仏教
Buddhism(英)

 キリスト教イスラム教と並ぶ世界三大宗教の1つ。
紀元前5世紀頃に、釈迦族(現在のネパールあたり)のゴータマ・シッダールタ(Gautama Siddhaartha(サンスクリット))が開いたとされています。
彼の別名である「お釈迦様」とは、「釈迦族の英雄」を意味する釈迦牟尼(Zaakya-muni。シャーキャ・ムニ)の略です。

 仏教と他宗教との決定的な違いは、基本的に神のような至上の存在がいないことです。
日本では神仏習合が為されたこともあり「仏様≒神様」という印象がありますが、仏というのは悟りを開いて解脱した人間であり、創造主などの類ではありません。
どちらかというと、仙人のようなものになります。
佛アの「佛」という字も、「人にして人に非ず」という意味を持ちます。

 乱暴な言い方をしますと、解脱とは生における苦楽一切を棄てて「無」になり、輪廻のしがらみから解放されることを意味します。
そして悟りとは、それに気づく(「無」になる方法を会得する)ことを指します。
悟りを求めて道を探求している過程の人を「菩薩」と呼び、悟りを開いた人を「仏」と呼びます。

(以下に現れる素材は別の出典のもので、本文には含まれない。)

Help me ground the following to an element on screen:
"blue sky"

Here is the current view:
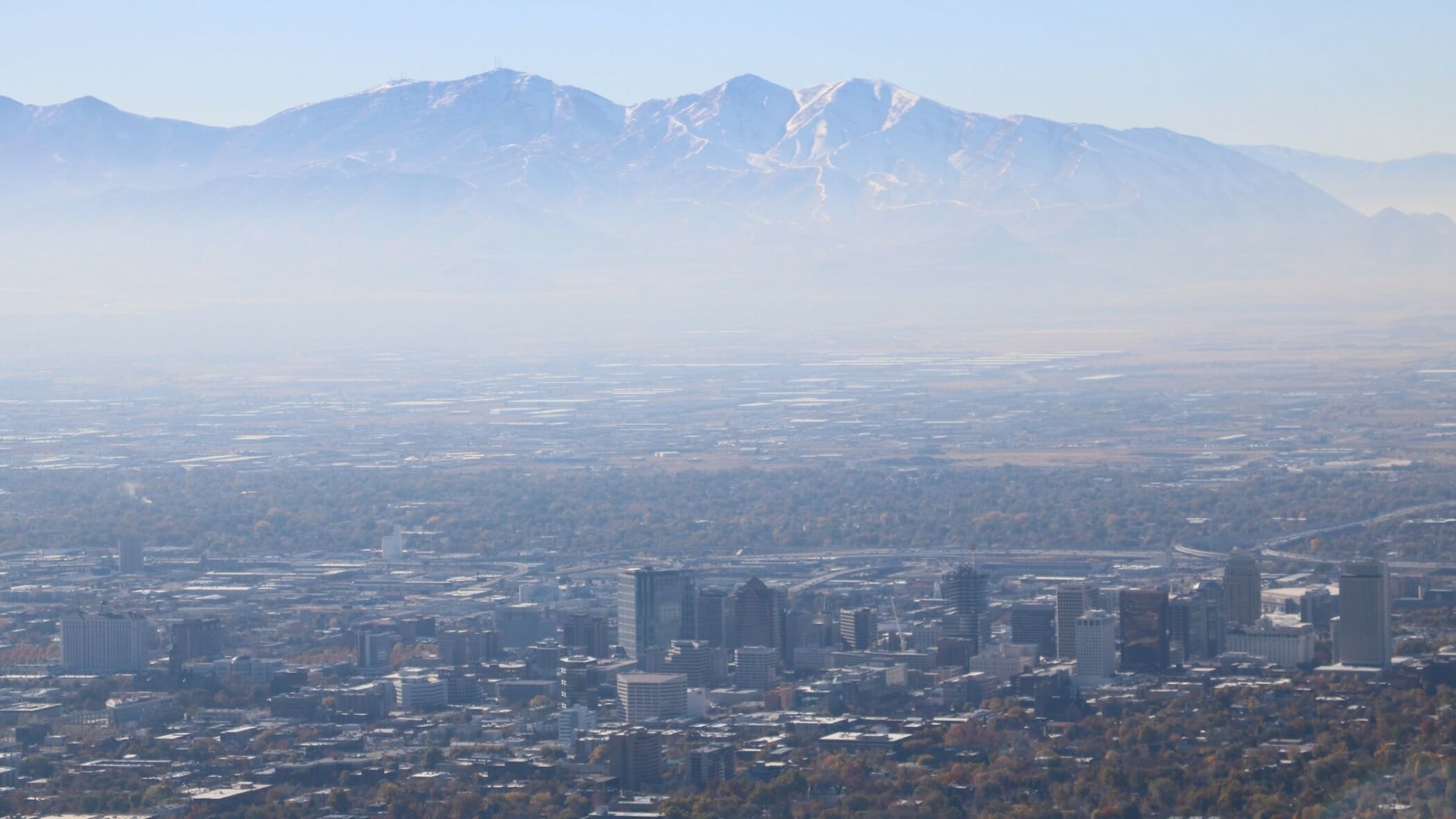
[0,0,1456,159]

 なお、阿修羅、帝釈天、四天王などが登場する神話はインドの古書群ヴェーダ(Veda。「知識」の意)が元になっていますが、本来の仏教はこれらとは関係ありません。
ヴェーダを漢語訳したもの程度に捉えておくと良いでしょう。
 ちなみに阿修羅はアスラ(Asura。サンスクリット語)の充て字で、リグ・ヴェーダ内に登場し、インド神話、ヒンドゥー教、バラモン教などにおける悪魔の総称。
修羅と呼ばれることもあるのは、中国において「阿」という接頭字が日本の「〜ちゃん」に相当することに拠ります。
帝釈天はヒンドゥー教やバラモン教などにおける神インドラと同一のもので、サックロ・デヴァーナーム・インドラ(Sakro Devanam Indrah)をSakro→釈(音訳)、Devanam→天(意訳)、Indrah→帝(意訳)としたものです。
四天王の毘沙門天が多聞天と呼ばれることもあるのは、毘沙門天が音訳、多聞天が意訳であるためです。